If he was the mayor of Columbus and he wanted to fix such problems, what would he do?
“I don’t think it’s going to be fixed in this city, because the city doesn’t want to be fixed,” he said.
Why does he think that?
“People know killing somebody is wrong,” he said. “People know they’re going to eventually get caught for it. They don’t care.”
“But you sound like you care,” I interjected.
“Yeah, I care, but at the same time, I don’t,” he said. “... After all the bad things I done did. Karma. What goes around comes around. ... But I care enough to try to make it out of Columbus, start a family, become a lawyer.”
Listening to the young man speak, I couldn’t help but feel that we have all failed him somehow, even those of us who are strangers.
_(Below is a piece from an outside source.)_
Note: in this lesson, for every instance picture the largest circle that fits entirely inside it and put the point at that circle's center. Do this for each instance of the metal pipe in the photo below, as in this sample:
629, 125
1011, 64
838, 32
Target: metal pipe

How does a young man grow up in a community and feel so hopeless? How does someone who aspires to be a lawyer get so trapped in a cycle of criminal activity at such a young age?
Denise Wade, day-services coordinator at Project Change, described the program as a recovery support clubhouse that offers substance abuse, psycho-education, anger management groups and other programs for youths struggling with substance abuse.
“We also provide fun, sober, safe, recreational activities for the youth,” she said. The program includes Saturday outings. The group already has gone to the movies, Rigby’s Entertainment Complex in Macon, and Dave & Buster’s in Atlanta. They’re scheduled to go fishing this weekend.
Wade said there are about 16 to 18 youths enrolled in the program. The clubhouse accepts referrals from Muscogee County Juvenile Drug Court and the Department Juvenile Justice, as well as schools, parents, grandparents and other caretakers. They are at-risk youths who just need support as they try to overcome their challenges.
“We have a fine group of young people here that are really trying hard and making an effort to change their lives and do the next right thing,” she said during my visit. “Being drug-free will give them every possible opportunity to do something different with their lives.
“... If it was easy, everybody would do it,” she said. “They’re very courageous young men.”